254話 混迷臥処その1
嵐と地震と噴火というふうに喩えたのは直観的ではあったが正しかったのだ。《真龍》たちは災害そのものであり、《人界》や《魔界》のいわゆる並みの《信業遣い》とは出力のスケールからして違う。その上でそれぞれに個性があり、この様子だと互いにも対立関係にあるようだ。別個の災害がぶつかり合っている渦中の気分を味わうというのは、適切な表現かも知れないが最悪だ。
ヒウィラが悲鳴を上げる。
「これがッ、《人柱臥処》の防衛システムなのですかッ!?」
「そんなわけないだろ! クソッ、これは───」
「ニーオだろうね。また随分と思い切った手を打ったものだ」
この《冥窟》を支配するルーウィーシャニトは聖究騎士だという。その本拠地に乗り込めば、《火起葬》のニーオとて苦戦は必至。場合によっては一方的に排除されることも考えられるから、それを防ぐために《真龍》を解き放った───ということか。
バスティ曰く、いくら《真龍》が《冥窟》に詳しいと言っても、《人柱臥処》はもともとルーウィーシャニトの管轄下にある。だから一体では制御権争いにすらならないが、三体も同時に《冥窟》を奪いにくれば流石に……という分析らしい。カストラスに短期間習ったことの受け売りだそうだが、俺もヒウィラも《冥窟》についてはそれ以下の知見しかないからそういうものかと納得するしかない。

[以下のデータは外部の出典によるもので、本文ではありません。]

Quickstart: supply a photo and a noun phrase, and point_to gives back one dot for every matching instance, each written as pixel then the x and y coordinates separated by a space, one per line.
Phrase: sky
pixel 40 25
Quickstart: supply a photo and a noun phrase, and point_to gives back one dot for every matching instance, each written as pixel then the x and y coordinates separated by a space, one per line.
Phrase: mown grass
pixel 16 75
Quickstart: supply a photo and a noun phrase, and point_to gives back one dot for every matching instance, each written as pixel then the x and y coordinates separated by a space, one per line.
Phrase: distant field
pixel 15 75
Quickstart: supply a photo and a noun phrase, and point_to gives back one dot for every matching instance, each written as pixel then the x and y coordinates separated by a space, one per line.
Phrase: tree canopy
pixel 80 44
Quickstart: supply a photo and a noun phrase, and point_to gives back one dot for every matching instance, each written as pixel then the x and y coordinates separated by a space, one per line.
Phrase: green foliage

「つまり、ルーウィーシャニトと《真龍》どもで拮抗してるのか!?」
「多分ね! 《真龍》たちも、それこそ核のみで解き放たれてるだろうから最優先で《冥窟》を奪取しなければ文字通り手も足も出ないはずだ。だから周囲への被害はさほど大きくならないんじゃないかな、っと!」
バスティがそう言い終わったまさにその瞬間、俺たちの頭上はるか上方で轟雷が迸る。無窮の闇に思われた《冥窟》にも見えないだけで壁はあったのか、閃光と爆発が巻き起こり何かが崩れる音すらしてくる。
「……みたいだな」
あれのどこが『さほど大きくならない』だ。俺は頬が引き攣るのを止められなかった。《真龍》たちは支配できた部分からだけでも自分の身体を構築して暴れ回っている。
ニーオの目的はあくまでシナンシスを殺すことであって《人界》の転覆ではないのなら、これも攪乱・陽動の策の一つのはずだ。ルーウィーシャニトであれば《真龍》三体が暴れ回っても押さえ込めるだろうという計算のもとで解放しているはずだと信じたいが、広がる光景を前にしてそんな細い糸に縋りつく気にはなれない。ちょっと計算が間違っていればあのうちの一体が《人柱臥処》を奪い取って、聖都のど真ん中に出現することになるのだから。
《真龍》の義体の格は《冥窟》が続いた期間とその内部で流れた血の量に比例するという。探窟都市ディゴールが数十年かけて育んだ《冥窟》であれだったのだから、いつからあるのかも分からない《人柱臥処》で《真龍》を作ればどうなるかは想像したくもない。